In this blog, I will talk about how I use R to parallelize my stationary hypothesis testing on the time series data with R.
Main part: How to parallelize statistics calculations in R.
If your statistics calculation like hypothesis testing, parameter estimation, or stochastic process simulation takes a long time, you should parallelize your calculation. How do you define “long”? I personally would think that if your calculation takes longer than 3 mins (about the time for a cup of tea), then it needs some boost in speed with some simple steps in R. The same could be done in python with Dask.
More often than not, the long calculation is in a for-loop, or several independent calculations like cross-validation.
These are the steps to take to speed up your statistics calculation:
Step 1, replace your loop with functional from the apply family like lapply,sapply,vapply,tapply. Or the functional from the map family in purr package.
If it is still longer than 3 mins, then take step 2.
Step 2, replace your loop with foreach function, so that calculation could be parallelized.
The foreach function is very easy to learn, but it would take some time like 1hr to read the tutorial and figure out how to work with the doParallel package to register a parallel backend.
Step 3, if you do not want to learn foreach and doParallel but still want to do statistics in parallel, I wrote a wrapper function on top of foreach and the doParallel package called map_pc, which is basically a parallelized version of apply/map function.
You could easily import this function into R like this:
The example use of map_pc to calculate the sum of each column.
First, we make a dataframe with 10 columns and 10 million rows with a gaussian distribution with mean zero, variance 1.
Second, we apply the map_pc function to calculate the sum of each column.
Finally, we could examine the result with summary function.
Here is a little bit explanation on the arguments of the map_pc function.
The first argument is data, the second argument to the function is the function to apply to the data column wise. The third argument is nthread, the number of thread to use. The fourth argument is the type, choose FORK on Linux or Mac, choose PSOCK is you are on windows (I did not test it on Windows).
Here are some examples of how I use map_pc to do the stationary test in parallel. https://github.com/edwardcooper/lammps/blob/master/st_extract_cal.R
This is another reason why you should always write any calculations into functions as I mentioned in a previous blog ( https://phdstatsphys.wordpress.com/2017/09/05/benefits-of-writing-functions/ ).
On a side note, I do know of the mcapply and clusterApply series of functions (https://stat.ethz.ch/R-manual/R-devel/library/parallel/html/clusterApply.html), but writing calculation in parallel is a lot of fun for me. Plus, if there is any problem with my code, I could easily fix it. There is also the benefit of choosing your favorite parallel backend.
How to further the R code performance
Now you have tried the methods I mentioned above, but calculation time is still longer than 3 mins.

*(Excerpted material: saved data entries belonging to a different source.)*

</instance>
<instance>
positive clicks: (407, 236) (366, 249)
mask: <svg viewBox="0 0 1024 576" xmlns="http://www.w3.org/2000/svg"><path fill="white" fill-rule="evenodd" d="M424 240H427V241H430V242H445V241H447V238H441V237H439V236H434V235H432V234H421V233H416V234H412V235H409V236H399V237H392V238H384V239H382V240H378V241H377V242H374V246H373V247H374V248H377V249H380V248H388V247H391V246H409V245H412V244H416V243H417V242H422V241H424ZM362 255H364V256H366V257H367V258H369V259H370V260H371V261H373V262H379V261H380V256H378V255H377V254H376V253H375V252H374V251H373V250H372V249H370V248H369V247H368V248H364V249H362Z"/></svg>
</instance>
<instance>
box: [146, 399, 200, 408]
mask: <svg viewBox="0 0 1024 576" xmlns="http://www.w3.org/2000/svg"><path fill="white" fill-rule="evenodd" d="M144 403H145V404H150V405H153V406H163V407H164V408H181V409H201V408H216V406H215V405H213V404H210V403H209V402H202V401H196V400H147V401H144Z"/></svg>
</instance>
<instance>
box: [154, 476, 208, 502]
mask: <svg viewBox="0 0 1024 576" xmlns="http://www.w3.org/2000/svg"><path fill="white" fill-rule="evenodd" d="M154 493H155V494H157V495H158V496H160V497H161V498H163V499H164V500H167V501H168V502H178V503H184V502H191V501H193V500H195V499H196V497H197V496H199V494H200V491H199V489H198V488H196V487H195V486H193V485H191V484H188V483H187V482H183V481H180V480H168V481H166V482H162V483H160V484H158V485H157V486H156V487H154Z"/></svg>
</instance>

Are there any other options? Of course, R is a rather flexible language. If you have any problem with the memory limitation, you could use the bigmemory,
If you have any problem with the memory limitation, you could use the bigmemory, ff and many more packages to work with data that too big be loaded into memory.
If your statistics calculation is slow because of the source code is poorly written, then you could write your own functions in C/C++ and use it in R, see the tutorial from Hadley Wickham here: http://adv-r.had.co.nz/Rcpp.html.
If your data comes from several sources or in a database, then you could try sergeant package to easily load data from various sources. It utilizes the Apache Drill as the backend.
Another thing is doing parallel computing is to know when to turn off the hyperthreading, which has already been discussed in another blog in detail (https://phdstatsphys.wordpress.com/2017/09/12/hyperthreading-faster-or-slower/). The take-home message is to set the number of cores to use as the number of physical cores you have. That is why I set the default value of nthread in my map_pc function to be 4, which is the number of physical cores on a normal desktop.
This is the time I record for using different numbers of cores to do the stationary test.
You could see clearly that when I set the nthread to be 4 in the map_pc function, it runs the fastest.
Of course, the next step to further increase the speed is to use a computing cluster like AWS.